06-04-2008, 11:39 AM

Trying to find actual weights of fluids is very difficult unless you weigh them your self. As an example - What does 20-50 oil weigh? Whats the differance between mineral and synthetic? What does LL100 weigh a gallon? Having a good chart showing the weights of all fluids would be nice. Weights should be x.xx per (unit). If any body can answer some of these please feel free. Thanks Lee

The general rule is 6.0 pounds per gallon for 100LL and 6.8 pounds per gallon for engine oil. These numbers are close enough for most weight and balance issues. If you want to get technical you need to know the temperature of the fluids at the moment of the calculation.
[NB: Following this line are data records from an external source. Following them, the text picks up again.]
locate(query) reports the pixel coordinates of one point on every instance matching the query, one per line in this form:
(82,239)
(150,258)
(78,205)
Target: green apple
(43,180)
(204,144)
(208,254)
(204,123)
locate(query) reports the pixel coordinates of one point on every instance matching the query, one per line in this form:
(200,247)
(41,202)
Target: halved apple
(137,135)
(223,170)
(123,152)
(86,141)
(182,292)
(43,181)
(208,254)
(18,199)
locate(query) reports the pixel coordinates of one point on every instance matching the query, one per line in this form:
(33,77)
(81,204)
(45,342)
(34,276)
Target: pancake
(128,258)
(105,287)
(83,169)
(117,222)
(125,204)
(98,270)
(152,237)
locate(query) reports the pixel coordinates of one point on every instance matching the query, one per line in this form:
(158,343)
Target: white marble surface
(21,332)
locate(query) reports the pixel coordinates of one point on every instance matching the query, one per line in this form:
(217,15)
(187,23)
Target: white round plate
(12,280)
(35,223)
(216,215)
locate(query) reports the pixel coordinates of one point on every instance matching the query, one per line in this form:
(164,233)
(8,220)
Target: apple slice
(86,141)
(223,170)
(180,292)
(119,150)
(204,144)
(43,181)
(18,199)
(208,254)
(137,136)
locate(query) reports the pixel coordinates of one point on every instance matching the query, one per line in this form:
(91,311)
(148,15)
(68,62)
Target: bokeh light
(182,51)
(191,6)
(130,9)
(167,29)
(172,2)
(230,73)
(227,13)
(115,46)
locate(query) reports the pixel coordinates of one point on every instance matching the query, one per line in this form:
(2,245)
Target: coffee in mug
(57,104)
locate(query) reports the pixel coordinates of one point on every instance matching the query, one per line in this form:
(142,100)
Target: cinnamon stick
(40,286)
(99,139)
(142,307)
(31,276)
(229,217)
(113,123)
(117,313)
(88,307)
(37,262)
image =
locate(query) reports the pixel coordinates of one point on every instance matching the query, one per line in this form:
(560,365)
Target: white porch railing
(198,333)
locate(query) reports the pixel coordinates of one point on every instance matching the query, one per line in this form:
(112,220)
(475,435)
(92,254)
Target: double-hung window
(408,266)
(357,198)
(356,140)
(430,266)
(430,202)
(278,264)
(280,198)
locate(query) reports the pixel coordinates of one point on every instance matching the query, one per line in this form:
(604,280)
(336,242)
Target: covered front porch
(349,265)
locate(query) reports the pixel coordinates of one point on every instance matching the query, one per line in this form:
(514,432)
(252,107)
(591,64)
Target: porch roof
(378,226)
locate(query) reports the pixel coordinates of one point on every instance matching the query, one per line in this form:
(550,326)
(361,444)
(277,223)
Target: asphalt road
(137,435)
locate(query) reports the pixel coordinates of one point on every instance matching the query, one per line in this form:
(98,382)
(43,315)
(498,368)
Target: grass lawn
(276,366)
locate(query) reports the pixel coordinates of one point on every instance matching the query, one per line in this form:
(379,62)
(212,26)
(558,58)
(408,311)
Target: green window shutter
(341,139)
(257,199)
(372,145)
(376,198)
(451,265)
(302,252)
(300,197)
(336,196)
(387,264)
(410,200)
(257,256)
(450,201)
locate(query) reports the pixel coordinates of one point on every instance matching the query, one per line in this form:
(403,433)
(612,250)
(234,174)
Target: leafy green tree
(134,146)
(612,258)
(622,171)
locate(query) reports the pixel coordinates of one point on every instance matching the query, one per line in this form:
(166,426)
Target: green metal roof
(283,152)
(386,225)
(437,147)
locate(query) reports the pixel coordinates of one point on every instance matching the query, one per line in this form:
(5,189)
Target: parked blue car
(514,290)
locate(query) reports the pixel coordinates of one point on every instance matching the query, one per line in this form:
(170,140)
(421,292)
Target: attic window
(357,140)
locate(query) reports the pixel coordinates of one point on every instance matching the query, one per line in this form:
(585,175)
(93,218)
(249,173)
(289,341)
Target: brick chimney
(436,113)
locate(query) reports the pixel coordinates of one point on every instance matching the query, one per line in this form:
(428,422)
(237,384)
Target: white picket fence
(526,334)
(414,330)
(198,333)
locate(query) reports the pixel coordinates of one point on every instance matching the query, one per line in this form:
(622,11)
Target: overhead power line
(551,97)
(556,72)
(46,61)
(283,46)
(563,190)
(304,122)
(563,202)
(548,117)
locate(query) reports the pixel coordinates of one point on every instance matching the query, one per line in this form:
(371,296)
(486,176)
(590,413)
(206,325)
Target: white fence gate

Gasoline weighs 6.15 pounds per gallon at 60 degrees F but can vary from 5.8 to 6.5 depending on the temperature. Motor oil weighs 6.8 pounds per gallon. For practical purposes, I just figure 2 gallons (8 quarts) in the BOW (basic operating weight ) of the airplane. Again, to know the true weight you would need to know the exact amount of oil in the engine and the temperature at the time of the measurement.

John Clark

RV8 N18U "Sunshine"

KSBA

Auburntsts

06-04-2008, 12:11 PM

If you really want the true weight you also have to factor in the pressure as density is affected by both temp and pressure. On a standard day 20W-50 weighs 7.34 lbs/gal. 10W-30 weighs a tad less at 7.26 lbs/gal and SAE 60 weighs a bit more at 7.49 lbs/gal. I derived this by taking a gander at the MSDS's of a number of brands (Aeroshell, Exxon, Castrol, and Phillips). To compare, water weighs 8.3 lbs/gal on a standard day.

Transporter

06-04-2008, 12:20 PM

For planning purposes, you can estimate using (these are US Army planning factors):

Gas: 6.103 lb/gal

Oil: 7.434 lb/gal

Water: 8.33 lb/gal

More accurate estimates for your specific brand/weight of oil, fuel, etc. can be derived by digging up the tech data for the product. Gotta do some math, since weight must be derived from the product density (usually expressed in kg/cubic meter or kg/liter at a specific temp.).

As an example, Aeroshell lists .892 kg/liter as the density for 40W at 15 degrees C.

Convert this into kg/quarts (using 1 quart=.9464 liter) giving 0.8441888 kg/qt; convert kg to lb (using 1 kg=2.2046 lb) giving 7.444394514 lb/gal. As always, YMMV.

Formula (formulae?) can be found on the web.